Former FBI-profiler John Douglas published his autobiography Mindhunter in 1995. It is irreverent as hell, so I knew I'd love it. He describes himself as a "blue-flamer," anxious to please his superiors. He also relates a few hard-edged college escapades that landed him in jail. He flouted authority during college, as often as he enforced it in his professional life. When his fiancee asked him to meet the priest scheduled to marry them, Douglas started running his mouth about meeting her in a topless lounge, where she danced with tassels over her nipples. When one of her tassels flew off, he happened to catch it and returned it to her.
After a weekend tryst with her, he stepped out of the elevator at the hotel, in front of the other guests in the elevator, and promised her that he would bring the strawberries and cream the next time they met. I have read through the reviews of Douglas's book on Amazon, surprised at their disdain of his wisecracking. They don't seem to catch that his cocky-as-hell hardness of character saves him when he has to look at crime-scenes and crime-scene photos. He cracks jokes with hardened serial-killers just to get on their level and coax them to talk honestly about their lives.
After 20+ years in this perverse cauldron, he nearly died from a physical breakdown.

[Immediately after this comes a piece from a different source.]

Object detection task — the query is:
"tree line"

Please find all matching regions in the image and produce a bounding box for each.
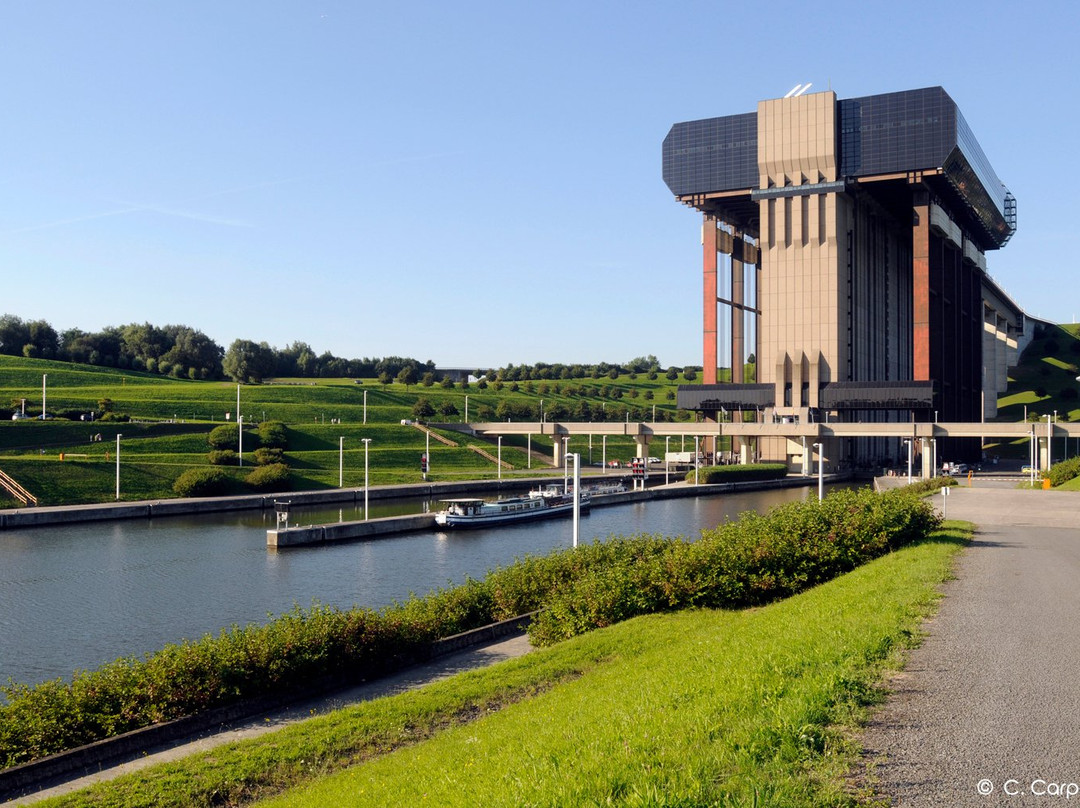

Although doctors identified the precise cause as encephalitis, the stress of his job surely exacerbated the severity of his breakdown. So he retired from the FBI in 1993 or '94 and turned to full-time writing. His first book, Mindhunter, appeared in 1995. Six other books have followed it.
Mindhunter may have resulted from public curiosity about Douglas's work and his increased public recognition, following the release of the movie The Silence of the Lambs in 1991, based on a 1988 novel by that name, authored by Thomas Harris. Harris admitted that he had sat in on the Criminal Psychology classes that Douglas taught at the FBI Academy, and that the main character of the novel and the movie, Jack Crawford, was based on Douglas.

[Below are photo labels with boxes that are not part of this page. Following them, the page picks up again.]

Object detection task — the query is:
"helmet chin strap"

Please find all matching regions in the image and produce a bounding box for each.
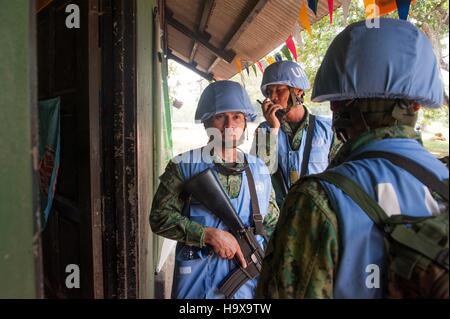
[286,87,304,113]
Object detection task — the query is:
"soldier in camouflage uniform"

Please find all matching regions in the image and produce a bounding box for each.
[252,61,340,207]
[150,81,279,299]
[256,19,448,298]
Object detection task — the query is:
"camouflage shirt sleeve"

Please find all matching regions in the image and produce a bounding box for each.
[263,188,280,238]
[150,162,279,247]
[256,180,339,299]
[150,162,205,247]
[250,126,278,174]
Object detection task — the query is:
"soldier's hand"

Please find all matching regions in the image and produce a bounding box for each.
[261,99,283,128]
[205,227,247,268]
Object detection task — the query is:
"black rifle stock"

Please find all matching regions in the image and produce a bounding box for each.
[183,169,264,298]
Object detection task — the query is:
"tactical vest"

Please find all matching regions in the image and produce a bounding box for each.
[260,116,333,188]
[172,149,272,299]
[320,138,448,298]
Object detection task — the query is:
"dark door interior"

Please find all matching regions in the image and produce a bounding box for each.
[37,0,94,298]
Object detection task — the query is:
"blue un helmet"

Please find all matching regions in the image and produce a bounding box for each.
[311,18,444,108]
[261,61,309,97]
[195,80,256,123]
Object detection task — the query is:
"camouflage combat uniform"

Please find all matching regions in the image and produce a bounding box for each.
[256,126,439,298]
[150,157,279,248]
[252,107,342,173]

John Douglas took part in the investigation of the Atlanta Child Murders that plagued Atlanta's Black community from 1979 to 1981. As a criminal profiler, Douglas had to look at page after page of dead, decayed bodies of Black children and determine what sort of person could do such a thing. He had to periodically fly back to Washington to tend to his other cases, then return to Atlanta to continue his investigation.

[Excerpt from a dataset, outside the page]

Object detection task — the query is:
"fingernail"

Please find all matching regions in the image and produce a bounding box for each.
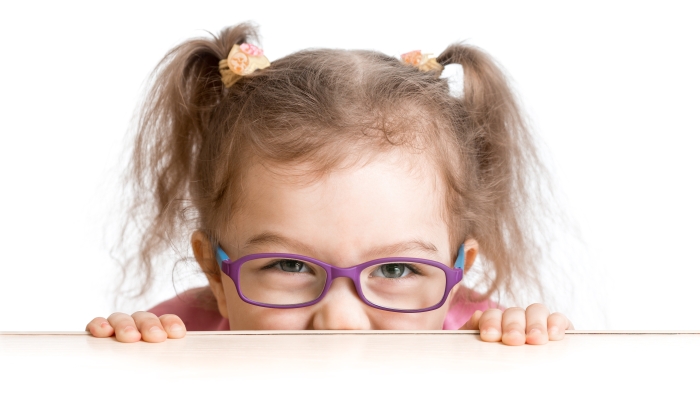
[484,328,498,336]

After the police arrested Wayne Williams for some of the murders, Douglas developed a sense of who Williams was and concocted a ruse of sorts to make him reveal himself as the killer. With his profile in hand, Douglas met with the staff of the Fulton County District Attorney's office to brief them on what to do. He gave prosecutor Jack Mallard precise instructions: "He (Williams) is an over-controlled personality. . . . You've got to break him down." Williams had behaved so innocently, so meekly, Douglas could see that he had persuaded most of the jury of his innocence: "How could it possibly be me?"
Douglas told Mallard that after he had worn Williams down, he needed to physically touch Williams's arm--invade his space, so to speak: "What did it feel like, Wayne, when you put your hands around the victim's throat? Did you panic? Did you panic?"
Williams responded with a timid, nearly inaudible "No." Then he erupted with such a spectacle of rage, he terrified the jurors who, having seen the real person behind the mask, voted him guilty of two homicides and recommended the death penalty. Nothing else in Douglas's long career has impressed me more than the Atlanta Child Murder case. Again, he instructed the prosecutor to wear Williams down, then physically grasp him by the arm. His question to Williams caught him completely off-guard.
But we're talking about a behavioral principle, not an isolated case. If you harangue people long enough with a belligerent interrogation, you can physically touch them and catch them off-guard. It disturbs them so much, you really can't predict how they will behave. Like Williams, they might lash out at you.
Americans, safe and secluded in their friendly political and socio-economic communities, should take note. The divisions and hostilities in our nation have reached a point that a belligerent interrogation can touch off civil unrest at a level we civilized Americans have not seen--that most other nations have experienced more than once. They would not fall for Douglas's ruse so easily.